暫く、この冒険者達が回復するのを待って、俺達は行動を起こした。
レベッカはヒールで消費した魔力を、魔力ポーションを飲んで回復させていた。
魔力ポーションは、体力を回復するポーションより、結構高価なのだ。
万が一のために、買って俺が持たせていたやつだった。
「俺達のために済まない‥地上に帰ったら弁償する」
そう言った男は、30階層への道のりでいろいろと話をした。
この人達は、Bランクのクラン【シルバータイド】と言った。
ダンジョンには7人で来たらしいが、さっきの亡くなった人の前に、一人死亡したらしい、何度も潜っていたダンジョンだったが、今日は無理して守護者の部屋まで行こうと思って、こういう結果になったらしい。
一つの油断が一気に体制を逆転させる、帰ろうにも帰還する場所を記録しないといけない、更に通ってきた通路にも、また魔物が沸くのだ、それがダンジョンだ。

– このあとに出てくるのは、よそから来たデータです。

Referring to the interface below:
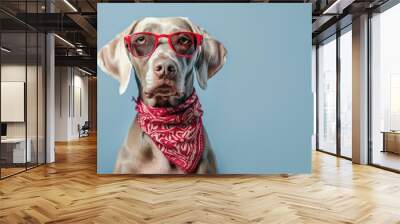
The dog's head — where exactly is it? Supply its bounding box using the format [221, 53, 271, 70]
[97, 17, 226, 107]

新達は、ダンジョンとは死と隣り合わせと言う事を、再度思い知らされた感だった。
クインの誘導のお陰で、無事に機能している帰還魔法陣へ辿り着くことが出来た。
「有難う‥この恩はいつか返す。ディファレントアース、感謝とご武運を祈る」
そう言って、クラン、シルバータイドの5人は地上へ戻っていった。
「ふむ、ダンジョンではよくある光景だ、明日は我が身だと心に止めておくのだ、ふー」
クインがそう言って、俺達は無言で頷き歩き出した。
そして、俺達は大きな守護者部屋の扉の前に来た。
「やっと、着いたね」
新は、溜息をついてそう言った。
「なんか、ここまでが虫だったから、ボスも虫なんでしょうね‥もう、うんざり‥」
瑞希もそう言って溜息をついていた。
クインが、素早い蟲が守護者だと言うので、俺達は、銃器も準備してクラウスが扉をあけて中に入った。
すると、黒い霧に包まれ現れたのは‥
「え!?無理無理無理無理!!」
「俺もこいつは、嫌だ‥」
瑞希が怯えた後に、俺もそいつを見て後ずさった。
黒いのと、茶色い大きな虫が2匹。
そこに現れたのは、【ジャイアント・ブラック・コックロウチ】、【ジャイアント・チャバネ・コックロウチ】と鑑定では出た。
つまり‥デカいGだ!
「ん?アラタとミズキはこの魔物知ってるのか?」
「知ってると言うか‥地球にとんでもなくいると言うか‥」
クラウスの問いに、そう新は答えた。
「ふむ。ツヨシも驚いていたが‥容赦なく斬りかかっていたが。ふー」
クインはそう言っていたが‥親父は、普通に新聞紙丸めて叩いていたからな‥
俺は、叩いた後を処理するのが嫌いで、ゴキジェットを使っていたが。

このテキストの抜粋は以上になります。